Поэт белого, живописец белых цветов вишневого сада уже показывает себя в этих пленительных строках: «Стволы яблонь, груш, вишен и слив выкрашены от червей в белую краску; цветут все эти древеса бело, отчего поразительно похожи на невест во время венчания: белые платья, белые цветы и такой невинный вид, точно им стыдно, что на них смотрят. Каждый день родятся миллиарды существ».
«Тихие, благоухающие от свежего сена ночи, звуки далекой, далекой хохлацкой скрипки, вечерний блеск рек и прудов, хохлы, девки… Соловей свил себе гнездо, Я при мне вывелись из яиц маленькие, голенькие соловейчики… На пасеке обитает дед, помнящий царя Гороха и Клеопатру Египетскую».
«У нас великолепный сад, темные аллеи, укромные уголки, речка, мельница, лодка, лунные ночи, соловьи, индюки… В реке и в пруде очень умные лягушки. Мы часто ходим гулять, причем я обыкновенно закрываю глаза и делаю правую руку кренделем, воображая, что Вы идете со мною под руку».
«Природа и жизнь построена по тому самому шаблону, который теперь так устарел и бракуется в редакциях; не говоря уже о соловьях, которые поют день и ночь, о старых запущенных садах, о забитых наглухо, очень поэтичных и грустных усадьбах, в которых живут души красивых женщин; не говоря уже о старых, дышащих на ладан лакеях-крепостных, недалеко от меня имеется даже такой заезженный шаблон, как водяная мельница с мельником и его дочкой, которая всегда сидит у окна и, по-видимому, чего-то ждет».
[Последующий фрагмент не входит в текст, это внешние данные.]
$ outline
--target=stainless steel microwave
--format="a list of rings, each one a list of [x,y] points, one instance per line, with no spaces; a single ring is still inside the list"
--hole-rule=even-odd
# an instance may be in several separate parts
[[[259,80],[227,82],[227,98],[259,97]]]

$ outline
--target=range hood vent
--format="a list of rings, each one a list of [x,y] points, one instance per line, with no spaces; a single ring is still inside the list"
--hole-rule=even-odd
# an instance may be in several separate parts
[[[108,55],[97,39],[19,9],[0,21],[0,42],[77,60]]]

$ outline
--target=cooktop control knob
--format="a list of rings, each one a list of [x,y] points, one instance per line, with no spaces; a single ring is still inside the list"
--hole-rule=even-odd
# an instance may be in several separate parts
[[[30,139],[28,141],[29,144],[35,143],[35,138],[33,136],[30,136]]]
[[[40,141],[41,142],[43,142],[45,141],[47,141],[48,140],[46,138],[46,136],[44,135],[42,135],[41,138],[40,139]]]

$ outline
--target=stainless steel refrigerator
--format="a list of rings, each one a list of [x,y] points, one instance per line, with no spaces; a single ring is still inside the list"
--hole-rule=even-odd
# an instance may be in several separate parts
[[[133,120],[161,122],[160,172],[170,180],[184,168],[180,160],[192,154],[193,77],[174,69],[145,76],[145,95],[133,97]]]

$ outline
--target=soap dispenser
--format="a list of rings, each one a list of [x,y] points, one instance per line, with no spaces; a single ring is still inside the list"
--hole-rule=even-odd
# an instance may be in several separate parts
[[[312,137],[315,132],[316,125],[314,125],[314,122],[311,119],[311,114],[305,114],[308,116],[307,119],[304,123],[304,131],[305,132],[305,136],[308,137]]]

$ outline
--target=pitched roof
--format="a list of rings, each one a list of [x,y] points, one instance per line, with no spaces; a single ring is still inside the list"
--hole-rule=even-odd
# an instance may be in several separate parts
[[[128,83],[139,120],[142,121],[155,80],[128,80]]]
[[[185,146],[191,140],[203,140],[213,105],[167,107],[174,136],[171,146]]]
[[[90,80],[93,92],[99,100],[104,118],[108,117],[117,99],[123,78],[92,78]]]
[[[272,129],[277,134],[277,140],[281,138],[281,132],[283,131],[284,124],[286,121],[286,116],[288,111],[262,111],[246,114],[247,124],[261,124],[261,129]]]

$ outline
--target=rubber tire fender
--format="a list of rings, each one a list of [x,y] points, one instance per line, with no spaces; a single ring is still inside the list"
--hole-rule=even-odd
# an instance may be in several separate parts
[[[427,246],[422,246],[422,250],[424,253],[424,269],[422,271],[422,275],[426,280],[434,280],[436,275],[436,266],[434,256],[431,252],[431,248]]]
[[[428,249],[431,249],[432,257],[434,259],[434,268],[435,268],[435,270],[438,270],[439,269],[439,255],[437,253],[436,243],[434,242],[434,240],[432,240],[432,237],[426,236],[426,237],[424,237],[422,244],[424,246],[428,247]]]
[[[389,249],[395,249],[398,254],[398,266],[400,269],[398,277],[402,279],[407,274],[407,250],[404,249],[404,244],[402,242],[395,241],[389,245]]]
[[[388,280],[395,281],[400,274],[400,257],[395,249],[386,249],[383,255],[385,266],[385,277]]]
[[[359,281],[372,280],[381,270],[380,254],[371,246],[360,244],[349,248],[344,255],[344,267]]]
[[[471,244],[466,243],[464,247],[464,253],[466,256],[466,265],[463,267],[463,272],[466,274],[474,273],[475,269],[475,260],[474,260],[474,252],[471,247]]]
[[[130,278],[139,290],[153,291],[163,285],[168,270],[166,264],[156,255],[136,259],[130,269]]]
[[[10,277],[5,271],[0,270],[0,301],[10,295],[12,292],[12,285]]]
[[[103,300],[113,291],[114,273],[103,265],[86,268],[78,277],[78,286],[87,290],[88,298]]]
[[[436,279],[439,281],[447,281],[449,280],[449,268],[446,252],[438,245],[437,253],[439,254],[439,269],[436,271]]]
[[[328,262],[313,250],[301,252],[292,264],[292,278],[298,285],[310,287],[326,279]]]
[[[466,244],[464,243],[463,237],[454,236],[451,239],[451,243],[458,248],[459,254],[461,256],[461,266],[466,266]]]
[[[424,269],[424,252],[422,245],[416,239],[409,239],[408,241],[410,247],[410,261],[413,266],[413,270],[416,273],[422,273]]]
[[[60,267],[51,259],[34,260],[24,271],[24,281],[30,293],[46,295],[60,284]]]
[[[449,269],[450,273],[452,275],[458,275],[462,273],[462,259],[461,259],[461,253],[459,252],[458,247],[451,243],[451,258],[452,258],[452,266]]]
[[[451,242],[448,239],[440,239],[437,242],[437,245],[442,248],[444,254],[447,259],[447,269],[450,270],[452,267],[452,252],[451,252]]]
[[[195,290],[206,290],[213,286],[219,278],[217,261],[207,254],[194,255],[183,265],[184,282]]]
Поэтическая идиллия радовала Чехова; чувствовать себя «лордом», т. е. не платить за квартиру, а жить в собственном «имении» (к живому инвентарю его были причислены и два щенка – Мюр и Мерилиз, или два такса – Бром и Хина), это было восхитительно; посадить самому 60 вишен и 80 яблонь – такая радость! «Ужасно я люблю все то, что называется в России именьем: это слово еще не потеряло своего поэтического оттенка». В имении, на лоне деревенской тишины, скучно, однако, без музыки, без литературы, без вестей о Толстом, которого он «любит очень», у которого «понимает каждое движение бровей» («Напишите мне что-нибудь про Льва Толстого… Толстой-то, Толстой! Это по нашему времени не человек, а человечище, Юпитер»). Вообще, без литературы любимой Чехову жизнь не в жизнь. И он сетует, что где-нибудь в Ялте (и не в одной Ялте) можно говорить «только о литераторах», а он предпочитал всегда литераторам литературу. Он помнит ее глубиною своего сердца. Рыцарь писательства, рыцарь без страха и упрека, без недоброжелательства и зависти, Чехов ласково приветствует первые литературные шаги Максима Горького и дает ему столько верных и метких указаний. Товарищески предостерегает он его, между прочим: «Не изображайте никогда земских начальников. Нет ничего легче, как изображать несимпатичное начальство, читатель любит это, но это – самый неприятный, самый бездарный читатель». Чехов понимал, что должен быть не только даровитый писатель, но и даровитый читатель. Он много страдал от читателей бездарных…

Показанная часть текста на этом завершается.